I was excited finally to pick up a copy of
Icon's February issue today; it is, in its entirety, an exploration of how fiction can be used to explore architectural ideas and the future of the built environment.

Contributors range from China Miéville, Bruce Sterling, and
Cory Doctorow to
Ned Beauman, Alexandra Daisy Ginsberg & Oron Catts, and Will Self, with microfiction contributions from Tim Maly of
Quiet Babylon fame and Simon Sellars of
Ballardian. I was also very happy to see that "
Landscapes of Quarantine" participant Scott Geiger appears with a short review, and there is much else besides.
China Miéville's story, "The Rope is the World," takes place amidst "the space elevators, the skyhooks, the geostationary tethered-dock haulage columns" of a planet bound to its lower atmosphere by giant pieces of astral infrastructure. However, these elevators, in Miéville's telling, are doomed to become fantastic aerial ruins, turning the Earth into "an irregularly spoked wheel" studded with abandoned elevator shafts, each "longer than Russia." Derelict chain-cities hang flaccid in the skies. What might
Caspar David Friedrich produce in such a world?
Bruce Sterling, meanwhile, presents us with a world in which nothing seems to exist but broadband access—and that world is far from exhilarating. The story's accompanying photograph shows us a Windows-powered laptop sitting alone on a plaster-flecked apartment floor, plugged into the wall of a room that otherwise has nothing in it; this solipsistic interior, void of anything like human presence or culture, reminded me of an old Peter Lamborn Wilson interview in which Wilson launches into an
amazing rant against the rise of home internet use (even I don't agree with his conclusions):Yes. You're slumped in front of a screen, in the same physical situation as a TV watcher, you've just added a typewriter. And you're "interactive." What does that mean? It does not mean community. It's catatonic schizophrenia. So blah blah blah; communicate communicate; data data data. It doesn't mean anything more than catatonics babbling and drooling in a mental institution. Why can't we stop?In Sterling's fictional world, these empty interiors freed of all personal possessions, with not even a place to sit, pulsate with instant access to Gmail; you can check your Twitter feed even if you can't cook a decent meal.
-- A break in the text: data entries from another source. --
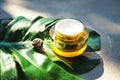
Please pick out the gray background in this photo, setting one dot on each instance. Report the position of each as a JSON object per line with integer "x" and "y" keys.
{"x": 100, "y": 15}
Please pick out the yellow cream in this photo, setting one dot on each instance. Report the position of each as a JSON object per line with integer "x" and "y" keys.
{"x": 69, "y": 38}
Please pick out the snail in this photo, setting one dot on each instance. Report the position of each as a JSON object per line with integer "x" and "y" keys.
{"x": 38, "y": 43}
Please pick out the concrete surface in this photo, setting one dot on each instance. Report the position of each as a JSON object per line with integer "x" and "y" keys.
{"x": 100, "y": 15}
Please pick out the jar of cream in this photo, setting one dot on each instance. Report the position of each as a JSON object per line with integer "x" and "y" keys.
{"x": 69, "y": 38}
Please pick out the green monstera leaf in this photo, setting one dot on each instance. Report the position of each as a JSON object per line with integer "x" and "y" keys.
{"x": 20, "y": 60}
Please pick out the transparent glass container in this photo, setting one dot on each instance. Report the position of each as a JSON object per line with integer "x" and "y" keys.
{"x": 69, "y": 38}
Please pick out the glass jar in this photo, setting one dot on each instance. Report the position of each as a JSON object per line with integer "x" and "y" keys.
{"x": 69, "y": 38}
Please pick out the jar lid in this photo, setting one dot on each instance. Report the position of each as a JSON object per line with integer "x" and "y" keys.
{"x": 69, "y": 27}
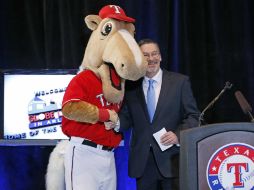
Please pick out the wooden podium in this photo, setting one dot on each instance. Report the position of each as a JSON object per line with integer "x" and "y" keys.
{"x": 217, "y": 156}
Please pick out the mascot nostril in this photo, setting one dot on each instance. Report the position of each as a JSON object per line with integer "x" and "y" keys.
{"x": 94, "y": 97}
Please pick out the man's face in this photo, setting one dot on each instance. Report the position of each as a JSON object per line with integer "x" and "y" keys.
{"x": 152, "y": 54}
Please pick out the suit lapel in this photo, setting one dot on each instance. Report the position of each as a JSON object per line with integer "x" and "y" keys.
{"x": 141, "y": 98}
{"x": 163, "y": 93}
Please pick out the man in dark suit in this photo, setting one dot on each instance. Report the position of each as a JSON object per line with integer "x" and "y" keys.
{"x": 174, "y": 109}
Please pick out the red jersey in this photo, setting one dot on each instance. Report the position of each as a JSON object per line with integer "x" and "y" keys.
{"x": 86, "y": 86}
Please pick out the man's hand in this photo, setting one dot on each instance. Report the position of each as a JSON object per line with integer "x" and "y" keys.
{"x": 169, "y": 138}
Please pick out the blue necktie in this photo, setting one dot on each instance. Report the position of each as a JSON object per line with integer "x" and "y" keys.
{"x": 151, "y": 100}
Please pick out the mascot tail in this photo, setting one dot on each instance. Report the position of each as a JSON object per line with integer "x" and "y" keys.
{"x": 55, "y": 170}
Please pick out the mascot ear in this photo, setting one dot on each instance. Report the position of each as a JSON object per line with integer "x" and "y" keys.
{"x": 92, "y": 21}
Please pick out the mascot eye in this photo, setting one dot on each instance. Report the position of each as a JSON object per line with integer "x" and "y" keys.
{"x": 106, "y": 29}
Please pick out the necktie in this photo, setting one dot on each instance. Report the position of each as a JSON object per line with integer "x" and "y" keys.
{"x": 151, "y": 100}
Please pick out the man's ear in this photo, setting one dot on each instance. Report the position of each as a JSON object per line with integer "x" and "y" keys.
{"x": 92, "y": 21}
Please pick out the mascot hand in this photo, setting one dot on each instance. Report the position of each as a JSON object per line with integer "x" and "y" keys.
{"x": 113, "y": 116}
{"x": 108, "y": 115}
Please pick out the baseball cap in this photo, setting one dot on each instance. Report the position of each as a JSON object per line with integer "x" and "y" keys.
{"x": 116, "y": 12}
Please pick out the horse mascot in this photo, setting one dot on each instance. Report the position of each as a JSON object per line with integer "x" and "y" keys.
{"x": 91, "y": 103}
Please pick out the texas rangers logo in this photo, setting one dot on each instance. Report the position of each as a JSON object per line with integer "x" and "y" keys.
{"x": 231, "y": 167}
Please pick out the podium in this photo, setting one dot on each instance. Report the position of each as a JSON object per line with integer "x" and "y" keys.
{"x": 217, "y": 156}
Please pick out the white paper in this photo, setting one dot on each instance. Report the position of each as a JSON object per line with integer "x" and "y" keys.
{"x": 157, "y": 137}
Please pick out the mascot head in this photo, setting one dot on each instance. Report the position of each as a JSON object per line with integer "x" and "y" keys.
{"x": 112, "y": 52}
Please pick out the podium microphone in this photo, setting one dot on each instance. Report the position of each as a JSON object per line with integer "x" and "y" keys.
{"x": 244, "y": 104}
{"x": 228, "y": 85}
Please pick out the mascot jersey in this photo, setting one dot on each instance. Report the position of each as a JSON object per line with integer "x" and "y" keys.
{"x": 86, "y": 86}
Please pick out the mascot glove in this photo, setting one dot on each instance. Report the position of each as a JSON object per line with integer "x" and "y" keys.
{"x": 103, "y": 115}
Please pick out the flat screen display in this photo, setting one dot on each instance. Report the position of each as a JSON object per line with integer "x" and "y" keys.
{"x": 32, "y": 103}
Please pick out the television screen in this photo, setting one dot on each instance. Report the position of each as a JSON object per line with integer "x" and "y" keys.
{"x": 32, "y": 103}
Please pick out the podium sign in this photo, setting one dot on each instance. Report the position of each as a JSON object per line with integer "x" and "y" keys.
{"x": 217, "y": 157}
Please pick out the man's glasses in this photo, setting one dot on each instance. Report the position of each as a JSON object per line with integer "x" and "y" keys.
{"x": 152, "y": 54}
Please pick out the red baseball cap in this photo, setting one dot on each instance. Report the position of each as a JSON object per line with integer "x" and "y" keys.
{"x": 116, "y": 12}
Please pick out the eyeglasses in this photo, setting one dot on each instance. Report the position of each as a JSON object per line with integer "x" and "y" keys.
{"x": 152, "y": 54}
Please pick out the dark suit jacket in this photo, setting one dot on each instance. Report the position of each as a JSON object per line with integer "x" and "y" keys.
{"x": 176, "y": 109}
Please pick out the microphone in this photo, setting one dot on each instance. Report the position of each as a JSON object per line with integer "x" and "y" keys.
{"x": 244, "y": 104}
{"x": 228, "y": 85}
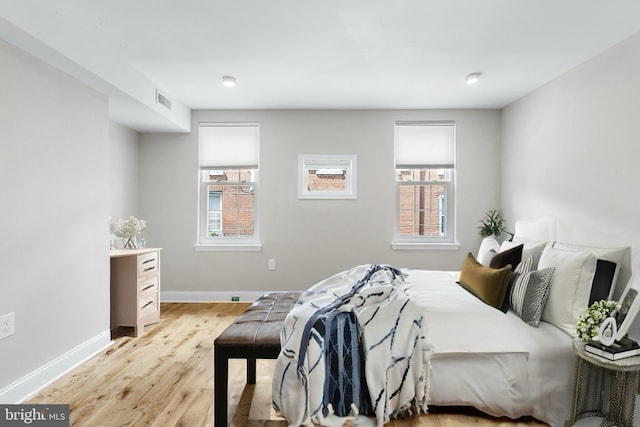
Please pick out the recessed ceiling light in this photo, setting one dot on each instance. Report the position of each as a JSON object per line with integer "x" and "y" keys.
{"x": 473, "y": 78}
{"x": 228, "y": 81}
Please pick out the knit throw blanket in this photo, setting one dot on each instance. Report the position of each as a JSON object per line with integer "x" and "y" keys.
{"x": 393, "y": 351}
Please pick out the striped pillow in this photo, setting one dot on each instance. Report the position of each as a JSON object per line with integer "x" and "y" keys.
{"x": 530, "y": 292}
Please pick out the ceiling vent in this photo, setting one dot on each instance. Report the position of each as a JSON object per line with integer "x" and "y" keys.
{"x": 161, "y": 99}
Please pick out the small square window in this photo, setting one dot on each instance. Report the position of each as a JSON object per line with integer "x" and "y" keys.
{"x": 323, "y": 176}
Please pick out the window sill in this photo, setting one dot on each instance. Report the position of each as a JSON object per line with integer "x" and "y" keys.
{"x": 239, "y": 247}
{"x": 403, "y": 246}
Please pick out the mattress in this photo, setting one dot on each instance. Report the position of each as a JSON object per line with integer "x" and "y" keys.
{"x": 488, "y": 359}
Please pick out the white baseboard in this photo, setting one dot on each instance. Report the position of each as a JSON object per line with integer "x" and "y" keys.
{"x": 209, "y": 296}
{"x": 29, "y": 385}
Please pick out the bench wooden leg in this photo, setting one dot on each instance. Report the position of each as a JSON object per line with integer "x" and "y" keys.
{"x": 251, "y": 371}
{"x": 220, "y": 388}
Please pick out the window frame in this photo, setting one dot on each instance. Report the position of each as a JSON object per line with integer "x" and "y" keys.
{"x": 225, "y": 243}
{"x": 346, "y": 162}
{"x": 447, "y": 241}
{"x": 204, "y": 242}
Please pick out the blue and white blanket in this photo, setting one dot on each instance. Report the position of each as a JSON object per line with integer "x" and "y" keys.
{"x": 394, "y": 348}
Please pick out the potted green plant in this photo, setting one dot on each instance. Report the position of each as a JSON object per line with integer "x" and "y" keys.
{"x": 492, "y": 224}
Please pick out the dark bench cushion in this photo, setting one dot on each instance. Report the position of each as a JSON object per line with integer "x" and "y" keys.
{"x": 260, "y": 324}
{"x": 255, "y": 334}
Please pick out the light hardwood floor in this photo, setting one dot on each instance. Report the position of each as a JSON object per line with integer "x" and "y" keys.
{"x": 165, "y": 378}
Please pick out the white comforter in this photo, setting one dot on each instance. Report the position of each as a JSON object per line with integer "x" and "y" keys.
{"x": 491, "y": 360}
{"x": 395, "y": 352}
But when the story's protagonist obtains a mail-order 3D printer ("This sleek and sturdy overnight parcel contains everything one might need for do-it-yourself, open-source digital home fabrication," Sterling writes), he or she gains an ability to
produce objects, which seems to be greeted with hipster disillusionment than with ecstasy.
Indeed, the story ends on a low note; its final line: "I have to print my bed, so that I can lie in it."
I have to admit to having already read that final sentence courtesy of
Matt Jones's Twitter feed a few weeks ago, and I had imagined, between then and now, a totally different story. I had pictured Sterling's story, called "The Hypersurface of the Decade," set in a world where personalized 3D printers create everything from our furniture to our food; today we might print our boarding passes at home before getting on an airplane, but tomorrow we will
print our hamburgers, TVs, and even bedspreads.
Maybe we'll print dogs and subway passes and prescription medications. Maybe we will even print our children.

[Image: MIT's Fluid Interfaces Group's
Cornucopia3D food-printer].
Maybe it's just a question of having the right new infrastructure of pipes—no, not
those pipes. Maybe we need to forget ink cartridges; we'll just subscribe to personal flows of speciality ingredients, chemical mixtures that come to us through a radically retooled infrastructure of pipes embedded in the walls of our cities. As unsurprising to someone in 50 years as piped water is to residents of New York today, anyone will simply print a pill of Prozac when they really need it or even print themselves a birthday cake.
Forget killer apps; all you need is the right printhead. Plug it into a nozzle on the wall and
voilà.
In any case, I had pictured a story set in some strange Dr. Seuss world of instantly-printed objects. Forget furniture and clothing and utensils. Forget the
Apple Tablet; instead you'd carry portable printheads, emitting on-demand, dissolvable realities of the present moment. Trapped in a room, you'd simply print a hammer and attack the wall. Of course, in many ways that is exactly what Sterling has described in his story, but it takes till the last three or four paragraphs to get a glimpse of this malleable world.
But, speaking only for myself, I'd love to spend more time inside this strange fever-dream in which instantly realizable objects appear left and right. I would hold something not unlike a gateway in my hand—some fabulous new printhead—spraying forms into the world of human beings.
Pick up a copy of
Icon's Fiction Issue before it disappears.